The UGA research will aim to decipher the genetic blueprint of valuable plants in the grass family and identify useful genes to make crops more drought-tolerant, among other things.
"The grass family, which includes valuable food plants, is unrivaled in terms of economic and ecological importance," said Gordhan Patel, vice president for research and associate provost.
"The research these NSF awards support will not only advance knowledge in basic plant genetics," Patel said, "but may lead to improvements in crops such as sorghum, rice and wheat."
Sorghum Biology, Productivity
A four-year, $3.97-million award will enable UGA plant geneticist Andrew Paterson and collaborators at UGA, Clemson and Cornell to "apply genetic maps and genomic tools to better understand sorghum biology and productivity," Paterson said.
Sorghum is the world's fifth most important cereal crop and second most important feed grain. Its annual value is $1.5 billion in the United States alone.
"One phase of this project is to build the skeleton on which the research community will be able to flesh out a complete sequence of the sorghum genome, much like the publicly funded human genome project in the 1990s," said Paterson, director of the UGA Center for Applied Genetic Technologies.
Other phases of the project will look beyond the information available from sequencing into how various genes function and how they're inherited.
Paterson's lab also will study sugarcane, a close relative of sorghum, as part of a collaborative effort with a Brazilian sugarcane initiative. The grant is a renewal of a $3.2 million NSF award three years ago.
Improving Stress Tolerance
UGA plant scientist Lee Pratt, a co-investigator on Paterson's earlier grant, received $3.6 million to pursue a different line of sorghum research over the next three years. Pratt's group aims to identify genes that improve plant growth in adverse environments.
"Our goal is to focus on genes related to various kinds of stresses, especially abiotic ones such as high light exposure, air pollution, drought and soil-nutrient limitations," said Pratt, distinguished research professor in the UGA botany department.
In the earlier grant, Pratt's lab identified 15,000 unique sorghum genes.

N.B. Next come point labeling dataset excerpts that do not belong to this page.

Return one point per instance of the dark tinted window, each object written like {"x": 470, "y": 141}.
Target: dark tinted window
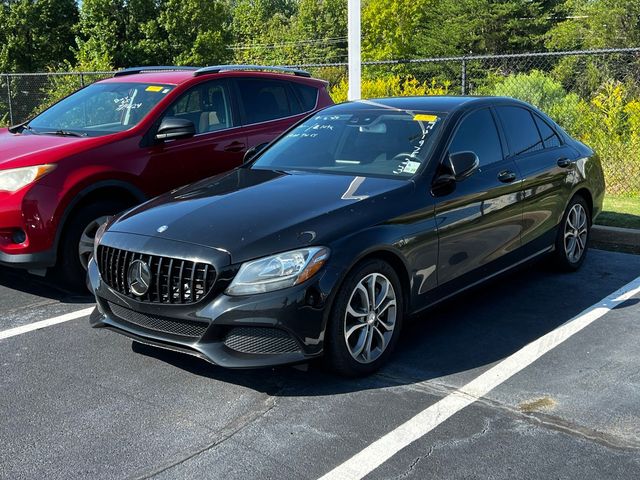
{"x": 264, "y": 99}
{"x": 478, "y": 134}
{"x": 308, "y": 96}
{"x": 521, "y": 132}
{"x": 549, "y": 137}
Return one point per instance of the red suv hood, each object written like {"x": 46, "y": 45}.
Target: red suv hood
{"x": 18, "y": 150}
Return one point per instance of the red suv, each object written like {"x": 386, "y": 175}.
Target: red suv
{"x": 122, "y": 140}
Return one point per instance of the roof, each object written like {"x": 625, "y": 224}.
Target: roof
{"x": 439, "y": 103}
{"x": 177, "y": 75}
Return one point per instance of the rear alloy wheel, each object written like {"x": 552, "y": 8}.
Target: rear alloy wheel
{"x": 573, "y": 235}
{"x": 366, "y": 319}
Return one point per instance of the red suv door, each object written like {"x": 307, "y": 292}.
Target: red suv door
{"x": 217, "y": 146}
{"x": 268, "y": 107}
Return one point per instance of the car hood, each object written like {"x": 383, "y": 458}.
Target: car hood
{"x": 251, "y": 213}
{"x": 18, "y": 150}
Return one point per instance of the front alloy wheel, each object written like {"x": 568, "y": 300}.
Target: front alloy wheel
{"x": 365, "y": 319}
{"x": 370, "y": 318}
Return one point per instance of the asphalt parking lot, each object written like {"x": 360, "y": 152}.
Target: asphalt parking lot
{"x": 82, "y": 403}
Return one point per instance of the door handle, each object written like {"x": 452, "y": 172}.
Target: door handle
{"x": 506, "y": 176}
{"x": 235, "y": 147}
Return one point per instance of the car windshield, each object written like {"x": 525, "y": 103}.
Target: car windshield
{"x": 377, "y": 142}
{"x": 100, "y": 109}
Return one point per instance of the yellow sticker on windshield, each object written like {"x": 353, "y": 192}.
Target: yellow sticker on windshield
{"x": 423, "y": 117}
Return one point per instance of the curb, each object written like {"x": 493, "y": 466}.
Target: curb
{"x": 605, "y": 236}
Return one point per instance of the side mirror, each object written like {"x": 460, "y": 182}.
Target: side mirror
{"x": 173, "y": 128}
{"x": 458, "y": 166}
{"x": 463, "y": 164}
{"x": 251, "y": 153}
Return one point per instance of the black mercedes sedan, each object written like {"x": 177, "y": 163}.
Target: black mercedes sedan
{"x": 325, "y": 240}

By the end of the new project, he expects to have increased the number to 20,000, which may be as much as two-thirds of all sorghum genes.

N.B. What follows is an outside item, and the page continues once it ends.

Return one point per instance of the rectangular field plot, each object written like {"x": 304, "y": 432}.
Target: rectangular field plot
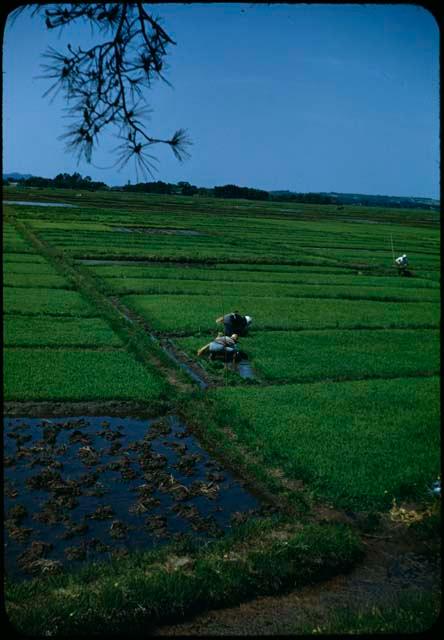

Pratt's group also will find which of these genes are active under stress by using a new method called microarray technology, in which the expression of thousands of genes can be detected simultaneously.
Collaborators on the project include researchers from UGA, Texas A&M, the U.S. Department of Agriculture's Agricultural Research Service and Tokyo University.
A third award of $1.1 million will support Tifton, Ga., horticulture professor Peggy Ozias-Akins' work on grass family genetics.
Focusing on Apomixis
Ozias-Akins' lab will focus on a wild pearl millet relative that has a trait called apomixis, a botanical curiosity in which plants produce seeds that are clones of the mother plant.
"Apomixis is not a common trait but is more frequently observed in the grass and sunflower families," Ozias-Akins said. "This trait is rare in domesticated plants and absent from our major crops."
If the trait for apomixis could be introduced into crops by gene transfer, it has the potential to revolutionize plant improvement and seed production.
Other UGA collaborators for these grants include John Bowers, Joann Conner, Marie-Michèle Cordonnier-Pratt, Alan Gingle and Daniel Peterson.